Entertainment titans George Lucas and Steven Spielberg gathered to talk about the future of cinema, and according to them, we're witnessing the first stages of a multiplex apocalypse, where theatrical blockbusters will become a niche market and VOD will reign supreme as the king choice of consumers. They even go as far as to predict programmable dreams.

The pair spoke out at the USC School of Cinematic Arts, where George Lucas predicted that soon, the major studios will begin to crumble.

"They're going for the gold. But that isn't going to work forever. And as a result they're getting narrower and narrower in their focus. People are going to get tired of it. They're not going to know how to do anything else.

You're going to end up with fewer theaters, bigger theaters with a lot of nice things. Going to the movies will cost 50 bucks or 100 or 150 bucks, like what Broadway costs today, or a football game. It'll be an expensive thing. (The movies) will sit in the theaters for a year, like a Broadway show does. That will be called the 'movie' business.

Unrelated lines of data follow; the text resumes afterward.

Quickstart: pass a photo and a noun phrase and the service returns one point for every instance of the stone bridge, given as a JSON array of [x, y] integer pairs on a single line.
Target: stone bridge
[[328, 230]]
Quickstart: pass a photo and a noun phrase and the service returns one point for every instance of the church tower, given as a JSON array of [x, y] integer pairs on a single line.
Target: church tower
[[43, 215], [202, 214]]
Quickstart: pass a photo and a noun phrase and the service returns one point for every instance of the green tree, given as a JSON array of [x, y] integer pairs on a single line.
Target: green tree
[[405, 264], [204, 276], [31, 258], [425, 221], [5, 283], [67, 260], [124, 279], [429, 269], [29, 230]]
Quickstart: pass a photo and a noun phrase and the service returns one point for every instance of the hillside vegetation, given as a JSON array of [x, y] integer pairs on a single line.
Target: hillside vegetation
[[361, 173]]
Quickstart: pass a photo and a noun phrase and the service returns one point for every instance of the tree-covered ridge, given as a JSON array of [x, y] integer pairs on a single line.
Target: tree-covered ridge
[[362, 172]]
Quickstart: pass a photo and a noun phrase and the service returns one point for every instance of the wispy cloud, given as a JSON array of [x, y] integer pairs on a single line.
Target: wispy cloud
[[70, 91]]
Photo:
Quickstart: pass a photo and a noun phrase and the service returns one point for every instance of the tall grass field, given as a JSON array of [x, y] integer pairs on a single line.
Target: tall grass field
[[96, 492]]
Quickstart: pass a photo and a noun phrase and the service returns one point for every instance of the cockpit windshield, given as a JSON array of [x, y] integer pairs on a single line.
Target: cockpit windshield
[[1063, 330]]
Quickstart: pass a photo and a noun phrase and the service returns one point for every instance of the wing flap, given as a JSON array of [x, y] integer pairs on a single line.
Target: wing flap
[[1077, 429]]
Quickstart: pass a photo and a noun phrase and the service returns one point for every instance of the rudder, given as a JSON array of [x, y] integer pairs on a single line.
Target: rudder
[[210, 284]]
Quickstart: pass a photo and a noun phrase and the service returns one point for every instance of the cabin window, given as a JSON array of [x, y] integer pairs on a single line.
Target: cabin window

There'll be big movies on a big screen, and it'll cost them a lot of money. Everything else will be on a small screen. It's almost that way now. Lincoln and Red Tails barely got into theaters. You're talking about Steven Spielberg and George Lucas can't get their movies into theaters."

Steven Spielberg continued the thought, saying this.

"There's eventually going to be a big meltdown. There's going to be an implosion where three or four or maybe even a half-dozen of these mega-budgeted movies go crashing into the ground and that's going to change the paradigm again.

What used to be the movie business, in which I include television and movies ... will be Internet television. The question will be: Do you want people to see it, or do you want people to see it on a big screen?"

George Lucas made the craziest claim of the conference, saying that implants are the way of the future, and that within the next few decades, we will be able to program our dreams when we sleep at night.

"The next step is to be able to control your dreams. You'll just tap into a different part of your brain. You're just going to put a hat on or plug into the computer and create your own world. ... We'll be able to do the dream thing 10, 15 years from now. It's not some pie-in-the-sky thing."

What do you think of the future of cinema? Will the local multiplex crash and burn while huge auditoriums sell single tickets at $100 a piece. Is VOD going to take over the movie industry? Only time will tell.